First African-American Male on Board of Trustees celebrate victory

By Denise Jones

Normally that startling statement would lead you to think of a violent act. Not this time, it’s the unofficial results of Tuesday,s LBCC BOT Area 1 election, where Incumbent Trustee Jeff Kellogg may have been unseated by part-time CSULB engineering professor, Uduak-Joe Ntuk.

By 11:30, the LA County Registrar-Recorder’s office was reporting the results for 30 out of 45 precincts, with a tally of 2,858 (54.6%) votes for Ntuk and 2,380 (45.4%) for Kellogg.

Following behind the legacy of Patricia Lofland, who was the first African American elected to the Board, Ntuk campaigned on a platform of looking toward the future for students. His plans include a dual degree programs for high school students to earn an A.A degree as well as their high school diploma and increasing the opportunities for more vocational education in the trades.

Rex Richardson, vice mayor of Long Beach & Councilman of District 9, which also covers North Long Beach and is the youngest vice mayor in history of Long Beach at the age of 32, said of Ntuk’s claimed win “North Long Beach stepped up, really proud North Long Beach and the vote turn out in North Long Beach. People thought he didn’t have a shot. Elections are the best way to take a poll to check the pulse of the community and people may not have agreed but the voters have agreed that it was time for new leadership on the board and a new direction for the board.”

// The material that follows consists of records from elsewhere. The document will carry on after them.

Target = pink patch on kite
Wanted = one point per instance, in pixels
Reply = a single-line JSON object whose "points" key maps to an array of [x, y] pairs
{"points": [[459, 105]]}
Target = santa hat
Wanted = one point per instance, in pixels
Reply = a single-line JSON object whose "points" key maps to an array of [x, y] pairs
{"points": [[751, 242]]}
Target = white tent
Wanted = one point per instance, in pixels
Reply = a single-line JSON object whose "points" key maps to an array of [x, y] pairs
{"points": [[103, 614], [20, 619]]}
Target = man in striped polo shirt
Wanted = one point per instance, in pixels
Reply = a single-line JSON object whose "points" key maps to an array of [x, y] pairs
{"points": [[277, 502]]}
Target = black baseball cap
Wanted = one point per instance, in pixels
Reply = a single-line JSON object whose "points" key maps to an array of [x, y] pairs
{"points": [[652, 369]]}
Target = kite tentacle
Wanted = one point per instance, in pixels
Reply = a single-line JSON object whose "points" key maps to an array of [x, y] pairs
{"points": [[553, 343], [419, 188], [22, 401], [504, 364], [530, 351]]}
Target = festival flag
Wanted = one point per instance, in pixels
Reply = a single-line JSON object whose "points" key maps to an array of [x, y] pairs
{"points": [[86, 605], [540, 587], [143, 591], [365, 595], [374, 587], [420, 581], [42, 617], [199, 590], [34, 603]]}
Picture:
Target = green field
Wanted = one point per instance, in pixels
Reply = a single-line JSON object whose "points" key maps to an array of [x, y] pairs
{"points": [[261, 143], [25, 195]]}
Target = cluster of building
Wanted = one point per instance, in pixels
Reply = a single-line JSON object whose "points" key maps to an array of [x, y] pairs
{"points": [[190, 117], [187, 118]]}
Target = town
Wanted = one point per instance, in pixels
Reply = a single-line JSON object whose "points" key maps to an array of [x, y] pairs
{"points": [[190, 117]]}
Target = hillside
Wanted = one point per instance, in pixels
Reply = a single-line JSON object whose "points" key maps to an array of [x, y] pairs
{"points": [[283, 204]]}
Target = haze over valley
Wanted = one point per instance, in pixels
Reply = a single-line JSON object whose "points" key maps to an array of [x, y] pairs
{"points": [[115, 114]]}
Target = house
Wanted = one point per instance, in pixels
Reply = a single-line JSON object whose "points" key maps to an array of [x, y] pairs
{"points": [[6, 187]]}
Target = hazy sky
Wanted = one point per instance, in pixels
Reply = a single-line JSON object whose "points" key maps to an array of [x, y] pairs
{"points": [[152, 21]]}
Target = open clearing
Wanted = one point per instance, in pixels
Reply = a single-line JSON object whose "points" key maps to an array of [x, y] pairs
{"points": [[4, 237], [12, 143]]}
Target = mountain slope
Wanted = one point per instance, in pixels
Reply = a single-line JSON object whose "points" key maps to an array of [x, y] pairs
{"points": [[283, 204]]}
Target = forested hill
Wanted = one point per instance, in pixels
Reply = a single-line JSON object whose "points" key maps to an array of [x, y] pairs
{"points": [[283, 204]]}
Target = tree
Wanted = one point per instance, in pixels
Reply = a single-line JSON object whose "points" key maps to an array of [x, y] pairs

Supports and volunteers waited for official election results at the Weiland Brewery on Atlantic  in Bixby Knolls, an area also known as Uptown. Shortly after 10 p.m., in a packed room, Ntuk praised his family, friends, supporters and volunteers for all of their hard-work and time. He also thanked two young volunteers, Ashley Nusbaum and Samira Foy for their “black girl magic” during the campaign. Both are 24-year-old college graduates from the CSU system.

Uduak-Joe, Ntuk, third center, posing with supporter’s at Weiland Brewery in Bixby Knolls which included Trustee Sunny Zia pictured last.

Nusbaum said working on Ntuk’s campaign was rewarding. “Uduak also gave me the opportunity to not only get experience right out of college but to learn and grow within my industry. And learning how to ask the right questions.”

Foy, who handled the graphics for the campaign said, “It was a connection for me because my parents met at LBCC.”

Speaking on his past experience as a former LBCC student and now educator of today’s students, Ntuk said, “I have front line actual experience in the classroom. I have worked with the students of today. We have students who are Veterans, who are single parents, who are sleeping in their car, I have taught those students. I used to be one of those students. I was one car accident away from being homeless as a student. I was a teen parent, working 2 jobs, playing football going to LBCC back in the 90’s, that was the only place I could go, LBCC was there.”

Speaking of his opponent Ntuk said, “We just unseated a millionaire who doesn’t understand what it’s like to struggle, he doesn’t understand what it’s like to be a first-generation student, when no one’s holding your hand.”